How to Regain Positive Momentum after a Difficult YearDec 29, 2020
About 10 years ago, I was addressing an organization in the aftermath of a financial meltdown. We discussed why so many people were feeling down, defeated, and unable to perform at the levels they were used to. (It is amazing how just knowing that there is a reason for why you feel the way you do can be helpful. I wanted them to know that they weren’t crazy.) But then, I heard the words that I never want to hear.
“So, what you are telling us is that we are basically screwed,” an attendee said. “We are just going to feel this way until the economy is different. This is just the new normal.”
“Yes, you are right,” I said. “This has become the new normal. And that is exactly your problem.”
“What do you mean?” she asked.
“Your creative drives, the energy that you summon to go out and win, have shut down,” I said. “You feel that since you can’t control the economy, you can’t control anything. And now that you have been feeling that way for a while, your brain has tricked you into thinking that that is the way it really is, that there is nothing you can do about it. And it has become, as you say, ‘normal’ to think that way.”
I went on to explain that the thing she was calling the “new normal” was a state inside her head. “It has become normal to you to feel that there is nothing you can do.”
“That is how I feel,” she said. “I just find myself not knowing what to do.”
“Exactly,” I said. “But if anyone knows what to do, it is probably you. You have been a leader at this company, and in this industry, for over a decade and a very high performer. If you can’t figure out something to do, who can?”
What I am about to tell you is going to sound so simplistic that you might miss the profound value that it has. But you have to just trust me that its effects can be incredible for your life.
First, take a piece of paper and draw a line down the middle of the page, creating two columns. In column number one, write down all of the things that you have no control over that are making your business difficult, such as the economy, the stock market, your customers’ finances, the banks, your boss, the parent company, the health care cost increase, the company’s overall budget, the board, the elections, the newscasts that hurt your business, etc. Those are the things that you have no control over that truly are affecting you. Get everything in that column that you can think of.
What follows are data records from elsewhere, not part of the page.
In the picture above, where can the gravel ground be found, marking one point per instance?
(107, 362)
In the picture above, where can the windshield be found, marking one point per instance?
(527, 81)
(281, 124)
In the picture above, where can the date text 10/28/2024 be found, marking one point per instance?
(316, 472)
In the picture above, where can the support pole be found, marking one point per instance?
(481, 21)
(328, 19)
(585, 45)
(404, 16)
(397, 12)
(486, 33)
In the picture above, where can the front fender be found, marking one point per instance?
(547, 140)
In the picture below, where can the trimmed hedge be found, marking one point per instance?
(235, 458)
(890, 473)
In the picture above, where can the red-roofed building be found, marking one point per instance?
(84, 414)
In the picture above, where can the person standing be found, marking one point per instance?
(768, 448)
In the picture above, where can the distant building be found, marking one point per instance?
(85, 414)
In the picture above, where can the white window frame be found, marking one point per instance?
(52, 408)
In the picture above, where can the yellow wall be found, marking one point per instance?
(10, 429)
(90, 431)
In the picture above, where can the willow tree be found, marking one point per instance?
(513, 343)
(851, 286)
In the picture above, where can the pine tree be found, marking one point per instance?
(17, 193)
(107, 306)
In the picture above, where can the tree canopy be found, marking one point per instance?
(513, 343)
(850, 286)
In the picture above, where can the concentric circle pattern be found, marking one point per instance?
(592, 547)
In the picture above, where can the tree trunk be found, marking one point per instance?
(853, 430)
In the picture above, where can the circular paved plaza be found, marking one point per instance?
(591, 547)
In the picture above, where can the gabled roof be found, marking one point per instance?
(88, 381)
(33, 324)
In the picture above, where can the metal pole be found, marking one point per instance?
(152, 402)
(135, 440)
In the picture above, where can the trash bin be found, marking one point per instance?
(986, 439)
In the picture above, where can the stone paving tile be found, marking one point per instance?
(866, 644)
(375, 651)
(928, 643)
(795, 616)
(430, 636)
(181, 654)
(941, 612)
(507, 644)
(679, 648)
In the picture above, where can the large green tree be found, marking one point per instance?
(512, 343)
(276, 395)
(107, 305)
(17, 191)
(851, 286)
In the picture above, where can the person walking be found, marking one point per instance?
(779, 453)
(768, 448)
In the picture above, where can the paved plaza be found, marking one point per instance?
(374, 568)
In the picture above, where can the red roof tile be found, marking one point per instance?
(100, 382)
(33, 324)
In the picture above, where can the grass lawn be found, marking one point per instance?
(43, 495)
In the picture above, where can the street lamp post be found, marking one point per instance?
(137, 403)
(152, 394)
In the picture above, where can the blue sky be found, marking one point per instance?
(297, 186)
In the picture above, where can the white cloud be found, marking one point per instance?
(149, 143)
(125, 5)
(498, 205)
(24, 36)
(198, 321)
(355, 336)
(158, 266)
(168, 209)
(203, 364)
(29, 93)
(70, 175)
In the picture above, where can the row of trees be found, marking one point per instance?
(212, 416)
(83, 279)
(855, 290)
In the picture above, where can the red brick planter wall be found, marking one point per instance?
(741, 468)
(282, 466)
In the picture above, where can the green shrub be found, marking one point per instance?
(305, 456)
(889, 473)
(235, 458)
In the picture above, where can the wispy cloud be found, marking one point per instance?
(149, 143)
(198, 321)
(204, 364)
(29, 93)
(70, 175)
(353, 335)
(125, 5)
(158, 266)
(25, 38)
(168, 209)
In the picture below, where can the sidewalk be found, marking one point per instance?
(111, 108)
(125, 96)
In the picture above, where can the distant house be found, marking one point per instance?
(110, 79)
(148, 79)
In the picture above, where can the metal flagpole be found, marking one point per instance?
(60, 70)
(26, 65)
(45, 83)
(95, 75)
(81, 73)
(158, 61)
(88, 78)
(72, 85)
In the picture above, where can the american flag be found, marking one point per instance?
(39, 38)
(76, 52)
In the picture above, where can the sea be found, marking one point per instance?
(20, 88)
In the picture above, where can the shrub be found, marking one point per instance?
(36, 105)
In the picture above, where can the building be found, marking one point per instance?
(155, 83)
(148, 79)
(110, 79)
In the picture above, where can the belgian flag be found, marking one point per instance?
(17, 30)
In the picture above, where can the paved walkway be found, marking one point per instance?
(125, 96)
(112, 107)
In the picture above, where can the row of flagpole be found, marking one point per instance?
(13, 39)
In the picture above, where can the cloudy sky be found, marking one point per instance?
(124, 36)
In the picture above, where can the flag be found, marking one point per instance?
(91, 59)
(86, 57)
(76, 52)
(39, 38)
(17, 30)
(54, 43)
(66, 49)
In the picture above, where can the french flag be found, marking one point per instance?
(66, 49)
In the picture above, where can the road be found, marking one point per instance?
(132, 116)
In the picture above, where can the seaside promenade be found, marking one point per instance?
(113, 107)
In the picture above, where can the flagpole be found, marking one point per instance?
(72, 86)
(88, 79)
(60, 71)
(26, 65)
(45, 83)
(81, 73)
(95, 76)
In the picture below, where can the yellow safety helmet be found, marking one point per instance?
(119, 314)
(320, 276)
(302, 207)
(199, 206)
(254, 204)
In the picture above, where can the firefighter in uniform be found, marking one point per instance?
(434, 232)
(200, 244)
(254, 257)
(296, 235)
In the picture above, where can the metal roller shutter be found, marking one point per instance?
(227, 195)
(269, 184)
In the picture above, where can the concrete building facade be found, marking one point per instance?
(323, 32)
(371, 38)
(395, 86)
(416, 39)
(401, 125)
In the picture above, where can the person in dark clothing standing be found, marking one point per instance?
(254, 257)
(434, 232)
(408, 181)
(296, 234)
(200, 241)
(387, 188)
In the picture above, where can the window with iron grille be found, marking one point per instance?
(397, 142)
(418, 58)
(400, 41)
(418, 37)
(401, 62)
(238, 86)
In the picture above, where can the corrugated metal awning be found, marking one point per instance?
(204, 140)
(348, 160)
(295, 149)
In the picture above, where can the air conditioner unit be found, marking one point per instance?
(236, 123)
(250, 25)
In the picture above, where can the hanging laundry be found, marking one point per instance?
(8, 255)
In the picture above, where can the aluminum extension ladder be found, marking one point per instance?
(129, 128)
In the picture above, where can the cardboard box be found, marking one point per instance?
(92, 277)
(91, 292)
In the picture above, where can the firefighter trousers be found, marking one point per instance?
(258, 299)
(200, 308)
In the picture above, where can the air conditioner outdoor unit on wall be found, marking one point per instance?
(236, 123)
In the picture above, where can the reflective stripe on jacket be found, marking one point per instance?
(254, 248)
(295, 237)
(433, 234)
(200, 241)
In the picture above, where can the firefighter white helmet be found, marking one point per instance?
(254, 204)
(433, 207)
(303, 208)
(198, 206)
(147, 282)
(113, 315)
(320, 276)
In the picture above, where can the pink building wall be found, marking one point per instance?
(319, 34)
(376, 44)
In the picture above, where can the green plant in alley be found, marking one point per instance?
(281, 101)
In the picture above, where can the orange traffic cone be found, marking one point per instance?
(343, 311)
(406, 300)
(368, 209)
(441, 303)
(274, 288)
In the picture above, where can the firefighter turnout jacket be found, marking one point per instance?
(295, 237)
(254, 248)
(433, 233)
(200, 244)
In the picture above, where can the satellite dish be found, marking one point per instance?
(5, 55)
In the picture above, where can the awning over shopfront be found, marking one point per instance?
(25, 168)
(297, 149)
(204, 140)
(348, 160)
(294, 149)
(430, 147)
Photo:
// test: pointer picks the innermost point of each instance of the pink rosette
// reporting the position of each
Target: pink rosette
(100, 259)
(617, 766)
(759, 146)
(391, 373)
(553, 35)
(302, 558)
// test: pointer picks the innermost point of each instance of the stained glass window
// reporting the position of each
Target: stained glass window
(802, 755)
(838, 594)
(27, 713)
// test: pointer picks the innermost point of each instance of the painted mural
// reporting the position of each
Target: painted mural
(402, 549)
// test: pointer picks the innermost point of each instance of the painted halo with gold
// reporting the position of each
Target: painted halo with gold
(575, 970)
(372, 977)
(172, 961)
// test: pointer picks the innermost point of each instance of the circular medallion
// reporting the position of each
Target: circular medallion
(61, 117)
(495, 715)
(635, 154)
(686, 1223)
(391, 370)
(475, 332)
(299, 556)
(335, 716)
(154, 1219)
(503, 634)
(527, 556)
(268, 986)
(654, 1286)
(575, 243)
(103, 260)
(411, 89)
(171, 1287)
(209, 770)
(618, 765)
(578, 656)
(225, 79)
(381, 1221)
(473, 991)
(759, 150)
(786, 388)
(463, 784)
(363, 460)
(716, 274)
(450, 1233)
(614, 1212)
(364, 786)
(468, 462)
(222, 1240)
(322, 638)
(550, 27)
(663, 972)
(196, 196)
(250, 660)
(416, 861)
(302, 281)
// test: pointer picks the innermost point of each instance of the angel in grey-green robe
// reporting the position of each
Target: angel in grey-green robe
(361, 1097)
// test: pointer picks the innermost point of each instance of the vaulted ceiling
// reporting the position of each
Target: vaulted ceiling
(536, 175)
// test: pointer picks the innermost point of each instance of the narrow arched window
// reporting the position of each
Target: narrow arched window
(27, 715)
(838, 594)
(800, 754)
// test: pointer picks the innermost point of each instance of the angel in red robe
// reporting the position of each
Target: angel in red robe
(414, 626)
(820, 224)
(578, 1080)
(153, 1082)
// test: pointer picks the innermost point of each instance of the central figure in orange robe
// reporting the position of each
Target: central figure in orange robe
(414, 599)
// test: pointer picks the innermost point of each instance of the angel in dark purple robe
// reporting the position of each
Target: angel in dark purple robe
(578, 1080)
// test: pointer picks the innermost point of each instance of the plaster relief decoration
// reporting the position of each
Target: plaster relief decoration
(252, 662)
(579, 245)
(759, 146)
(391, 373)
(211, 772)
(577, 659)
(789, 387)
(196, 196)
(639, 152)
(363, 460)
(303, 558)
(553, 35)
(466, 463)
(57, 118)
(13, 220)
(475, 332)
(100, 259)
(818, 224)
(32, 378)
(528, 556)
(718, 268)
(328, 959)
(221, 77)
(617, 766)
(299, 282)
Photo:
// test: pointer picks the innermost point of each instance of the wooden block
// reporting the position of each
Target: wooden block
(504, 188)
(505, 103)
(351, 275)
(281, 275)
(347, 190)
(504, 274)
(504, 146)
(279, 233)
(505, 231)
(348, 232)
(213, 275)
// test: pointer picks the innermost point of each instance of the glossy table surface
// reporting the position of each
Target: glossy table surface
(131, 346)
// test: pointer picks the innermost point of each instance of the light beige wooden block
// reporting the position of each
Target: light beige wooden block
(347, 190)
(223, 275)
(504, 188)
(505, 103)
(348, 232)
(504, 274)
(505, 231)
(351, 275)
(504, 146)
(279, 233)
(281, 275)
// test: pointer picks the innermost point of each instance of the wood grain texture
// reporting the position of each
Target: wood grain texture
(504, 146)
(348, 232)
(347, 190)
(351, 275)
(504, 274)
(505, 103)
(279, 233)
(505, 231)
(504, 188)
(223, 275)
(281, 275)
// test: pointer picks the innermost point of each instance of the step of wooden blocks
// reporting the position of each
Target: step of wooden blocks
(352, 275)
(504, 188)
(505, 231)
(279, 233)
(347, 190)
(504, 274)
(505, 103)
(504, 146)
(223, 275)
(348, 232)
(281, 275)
Next, I want you to really worry about these items, even as a group. Obsess over them. Ruminate. Dwell. Think it through over and over…FOR ABOUT FIVE OR TEN MINUTES. Then, I want you to set the list aside until the next day when you can do the same thing all over again. The reason I suggest that you do this is that you need to! You need to worry about this stuff, and get into “Ain’t it awful!” for a few minutes because it is! It is really bad stuff. I do not want you to be in denial. Besides, your brain needs to complete the loop of making sure that you know how bad it is. Otherwise, it will continue to remind you of it, probably in the middle of the night or every time you have some good idea. So, focus on it. But…only for about five or ten minutes.
Next, after you have had your “worry time,” I want you to draw a circle around that time block and stop thinking about that column. Quarantine it. Put a boundary around it. If you find it helpful, put a red STOP sign on it. No more thinking about those things.
Next, and most important, let’s go to the second column. In this column, I want you to write down everything that you DO have control over that can drive results. This need not be a final list. You can always add more activities as they occur to you and your team, as they probably will change as time goes on. But once you have the list in the initial form, I want you to focus on it every single day. Make prioritizing and doing those activities the primary focus of every day. Work the list.
What makes this simple exercise so powerful is that it speaks directly to our brains’ executive functions and our desire to have control. The brain begins to “attend” to the actual activities that it can control, and it “inhibits” the thoughts, behaviors, and information that interfere with positive actions. The process of doing this, individually and collectively, builds up working memory and creates those positive, action-oriented behaviors that lead to better results, new products, new partnerships, new customers, and a lot more fun. The brain begins to get out of the mud.
Optimism is powerful. But, its resurrection cannot take hold until a sense of control is regained.